We designed a new way of tapering antidepressants, but why won’t the health authorities recognise
In 2004, I experienced a period of severe depression and was prescribed the antidepressant venlafaxine.
During the years I took venlafaxine, I learned how important it was to take my medication each day. When I forgot to take just one tablet, the next day I would start to feel very unwell. It was scary — I didn’t want to become depressed again. It took me a long time to realise that when I forgot a day’s tablet, the sickness I was experiencing was actually a withdrawal symptom.
I’m a researcher in genetics and this strange experience piqued my interest. I wanted to know more about depression and antidepressants, and I wondered how someone could, if they chose to, come off their antidepressants without experiencing this severe side effect. And, since my depression had left me without a job, I had a lot of time to read, learn and write.
I met a retired GP, Jan van Ingen Schenau, who was also interested in antidepressants and withdrawal. In 2012, we wrote the report ‘Tapering antidepressants safely’, in which we made a plea for withdrawal guidelines to be developed in the Netherlands that would help people come off their antidepressants slowly.
In the report, I described a simple idea to make safe, gradual tapering practically possible, which led to the development of tapering strips.
Tapering strips are rolls of small pouches, containing tablets, which can be opened over a period of 28 days. The dose can be lowered on each consecutive day.
I wasn’t the first person to come up with the idea, however. We learned it was first thought of in 2004 by Harry Leurink, a Dutch sculptor and woodcarver who was struggling to come off his benzodiazepines. Each time he tried, he suffered withdrawal effects that were so severe he always ended up back on them.

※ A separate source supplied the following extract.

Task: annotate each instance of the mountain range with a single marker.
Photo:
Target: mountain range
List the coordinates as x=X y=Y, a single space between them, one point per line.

In 2010, he submitted his idea to the not-for-profit foundation Cinderella Therapeutics.
Two years later — when Cinderella Therapeutics saw that I had come up with the same idea — I was asked to work as a volunteer to develop a tapering strip for paroxetine, the antidepressant most commonly linked with withdrawal.
From the outset it was clear that what we wanted to achieve was technically possible, but we needed a pharmacist who was willing and able to make the low doses of medication that were required for each consecutive pouch, and to package this medication in such a way that doctors could easily prescribe proper tapering schedules to patients.
We were able to find one: Paul Harder, from Regenboog Apotheek in Bavel, the Netherlands. It is his pharmacy that now makes and provides the tapering strips, not only to patients in the Netherlands but also by prescription from a certified doctor to patients in the UK.
In 2013, the first tapering strip for paroxetine was made available. Patients using the tapering strips were happy with them overall but they weren’t afraid to give some critical feedback — they helped us realise that having just one tapering strip for paroxetine was not enough. There were many other drugs that caused withdrawal problems for which tapering medication was needed.
Since then, Harder and I have been working hard to make improvements and now tapering strips are available for 14 antidepressants, 9 antipsychotics, 5 sedatives, 3 analgesics, 4 antiepileptics and 2 other medications. And the list is still expanding.
But there’s still more to do. There remains one problem that we are yet to solve: how do we get the health authorities and the medical community to accept tapering medication?
So to them I say this: imagine having a flat tyre. The solution is simple; use the jack to replace the flat tyre with the spare in the trunk of your car. I learned how to do this when I was young but, for those who didn’t, it is explained in the car manual. But what is more important: having the tools or having a manual?
Tapering medication enables doctors to prescribe gradual tapering schedules that can prevent withdrawal problems. Guidelines are useful but without the right tools to prevent withdrawal symptoms, they lose much of their value.
Considering this, I had expected that tapering medication would be warmly welcomed. After all, the results of two observational studies demonstrate that the technique works.
The first study showed that 70% of antidepressant users, who had previously failed to stop their medication, were able to taper completely using tapering strips. The second study showed that 1–5 years later, 68% had continued to stay off the medication they had tapered.
But we have yet to win the health authorities over. The Dutch Institute of Healthcare Improvement, the Department of Health and Social Care in England and others have been asking for more research to be carried out before tapering strips will be considered. They seem to want to improve the guidelines first and then develop better ways to guide patients.
My goal is to convince people that it is important to make tapering medication available for patients now. Improvements in guidelines and guidance will naturally follow and they will be informed by real experiences of real patients.